The 2013 partial government shutdown had lasting effects for some federal workers already short on cash, a reminder of the personal cost from the political standoff.
“Those with the least liquidity struggled most to smooth spending and were left holding more debt months after the shutdown,” a new study concludes.
After Congress failed to sign off on a budget, the federal government partially shut down for 16 days in October 2013, sending more than 800,000 workers home without pay, forcing others to stay on the job without a paycheck and closing various operations across the country.
The study, which digs into data accumulated through the online mobile banking application Mint Bills, shows typical federal paychecks fell by 40% during the first pay period of the shutdown.
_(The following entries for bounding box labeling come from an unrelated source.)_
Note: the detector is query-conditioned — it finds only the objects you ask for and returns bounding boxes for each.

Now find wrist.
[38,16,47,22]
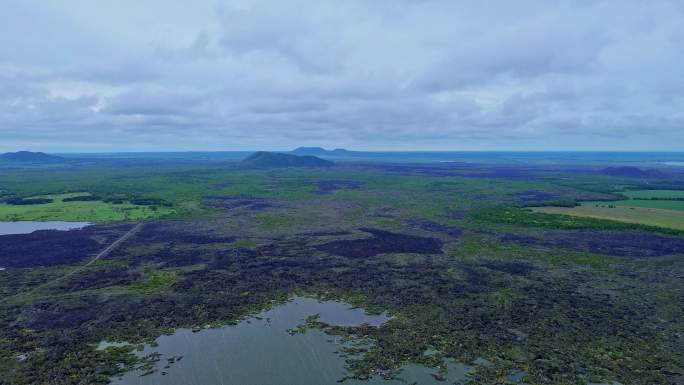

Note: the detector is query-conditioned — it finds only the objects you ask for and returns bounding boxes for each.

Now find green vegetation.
[0,193,174,222]
[621,190,684,200]
[582,199,684,211]
[534,201,684,231]
[0,156,684,385]
[132,271,178,295]
[470,206,682,234]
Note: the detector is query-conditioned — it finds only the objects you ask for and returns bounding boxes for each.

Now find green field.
[583,199,684,211]
[0,193,174,222]
[533,201,684,230]
[622,190,684,199]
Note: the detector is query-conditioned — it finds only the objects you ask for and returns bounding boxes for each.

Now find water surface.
[112,297,470,385]
[0,221,91,235]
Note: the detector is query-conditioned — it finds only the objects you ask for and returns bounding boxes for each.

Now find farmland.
[0,156,684,385]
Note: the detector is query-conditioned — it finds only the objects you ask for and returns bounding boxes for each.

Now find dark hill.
[292,147,351,156]
[0,151,64,163]
[241,151,335,167]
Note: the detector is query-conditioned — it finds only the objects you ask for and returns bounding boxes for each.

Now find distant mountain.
[603,166,665,178]
[291,147,353,156]
[0,151,64,163]
[241,151,335,168]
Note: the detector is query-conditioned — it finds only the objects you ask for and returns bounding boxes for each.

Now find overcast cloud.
[0,0,684,151]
By the second, things were largely back to normal after Congress agreed to back pay for most federal employees.
Even though the disruption was temporary, federal workers responded by curtailing expenses–spending dropped sharply during the shutdown—and shifting the timing of payments, according to research by Michael Gelman and Matthew Shapiro from the University of Michigan, Shachar Kariv and Steven Tadelis at the University of California at Berkeley, and Dan Silverman at Arizona State University.
Most were able to absorb the short-term shock. “Many of those affected by the shutdown changed from paying their mortgage early in October to later in the month,” the authors said.
But people who already were in precarious financial condition had fewer options. They turned to credit card debt to cover the brief squeeze and then struggled to pay that off even though the shock was brief and left lifetime earnings unchanged.
“These consumers, who were already carrying revolving debt on their credit cards, apparently lacked sufficient capacity to adjust using low-cost financial instruments,” the authors said. “As a consequence, they turned to expensive credit to fund their spending during those two weeks, and appear to hold that excess debt at least nine months later.”
That, of course, means more interest payments at typically high rates.